- Directed by: Guna
- Written by: Guna Navalar (dialogues)
- Produced by: L. Vasu K. Rajpreeth
- Starring: Anandaraj; Siva; Sivaranjani; Rekha; Sridevi Vijaykumar;
- Cinematography: K. Rajpreeth
- Edited by: M. N. Raja
- Music by: Adithyan
- Production company: Aarthi International
- Release date: 25 September 1992;
- Running time: 130 minutes
- Country: India
- Language: Tamil

= David Uncle =

David Uncle is a 1992 Indian Tamil-language film directed Guna. The film stars Anandaraj, Siva, Sivaranjani, Rekha and Sridevi Vijaykumar. It was released on 25 September 1992.

== Plot ==

The story begins with the minister Deivanayagam and his son who debated. Deivanayagam's son came with his wife Malathi and new-born daughter Devi, he believed that his father changed. On the other hand, Deivanayagam wanted his son back, leaving his wife and daughter but his son refused. Meanwhile, Deivanayagam's assistant Arumugam killed Deivanayagam in front of his son and Arumugam put the blame on him. Deivanayagam's son was arrested and then the new-born daughter was handed over to a beggar by Arumugam.

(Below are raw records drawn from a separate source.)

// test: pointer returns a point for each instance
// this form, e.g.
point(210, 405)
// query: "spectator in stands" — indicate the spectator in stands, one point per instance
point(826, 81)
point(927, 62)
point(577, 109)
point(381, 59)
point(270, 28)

A few years later, Arumugam becomes a corrupt minister. He has a daughter Selvi who is in love with the poor man Raja. Regarding Malathi, she takes up a job as a teacher while Devi, who was forced to beg, is saved by the pickpocket David. In the past, the same Arumugam killed David's father Anthony and mother, he was separated from his sister Mary. Later, David becomes a good man and works hard to feed Devi. Finally, Malathi finds her daughter Devi and David finds his sister Mary who is in fact Selvi. Arumugam is determined to separate Raja and Selvi. David rescues the young lovers against the heartless Arumugam.

== Soundtrack ==

The soundtrack was composed by Adithyan.

| Song | Singer(s) | Lyrics | Duration |
|---|---|---|---|
| "Azhage Poovil Seithano" | S. P. Balasubrahmanyam, K. S. Chithra | Kalidasan | 5:16 |
| "Devan Sabaiyinil" | Mano, Minmini | Piraisoodan | 4:45 |
| "Neeyum Thirudan" | Adithyan | Kalidasan | 3:59 |
| "Thattungadi" | S. P. Sailaja | Piraisoodan | 4:38 |
| "Thottutta" | S. P. Balasubrahmanyam, Swarnalatha | Kadhal Mathi | 4:15 |
| "Vayya Soodu Yerudhu" | Malgudi Subha | Piraisoodan | 4:25 |

== Reception ==
Malini Mannath of The Indian Express said the film "never really takes off", criticising the screenplay as "loosely structured" and felt Rajeev was wasted; only Sridevi "steals the show".